Wenn ich mit der Kamera unterwegs bin, werde ich oft gefragt: *"Wie schaffst du es, dass deine Fotos so aussehen?"* Die Antwort lautet fast nie: *"Weil ich eine teure Kamera habe."* Viel wichtiger ist das Verständnis für die Grundlagen der Fotografie – und genau hier kommt das **Belichtungsdreieck** ins Spiel.


Keine Sorge: Der Begriff klingt komplizierter, als er tatsächlich ist. Hat man das Prinzip einmal verstanden, wird aus dem wilden Herumprobieren plötzlich bewusstes Fotografieren.
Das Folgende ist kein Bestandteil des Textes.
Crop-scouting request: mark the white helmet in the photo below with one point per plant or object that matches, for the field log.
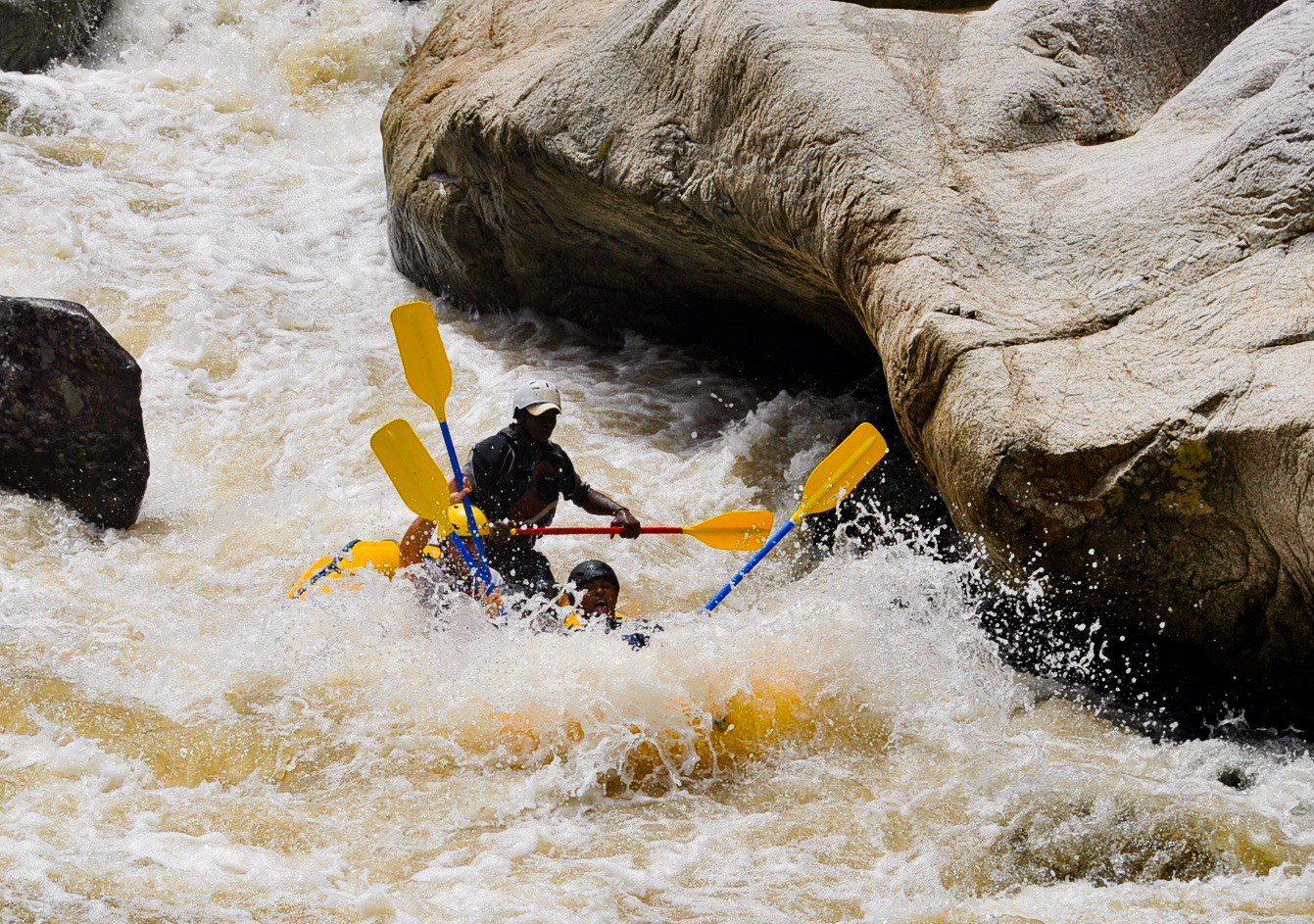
(536, 397)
Das Belichtungsdreieck – drei Einstellungen, ein gemeinsames Ziel


Jedes Foto entsteht durch das Zusammenspiel von drei Faktoren:


* **Blende** – Wie viel Licht gelangt durch das Objektiv?

* **Belichtungszeit** – Wie lange fällt Licht auf den Sensor?

* **ISO** – Wie empfindlich reagiert der Sensor auf das vorhandene Licht?


Alle drei beeinflussen die Helligkeit des Bildes. Das Besondere ist: Ändert man einen Wert, müssen oft die anderen angepasst werden. Genau deshalb spricht man vom Belichtungsdreieck.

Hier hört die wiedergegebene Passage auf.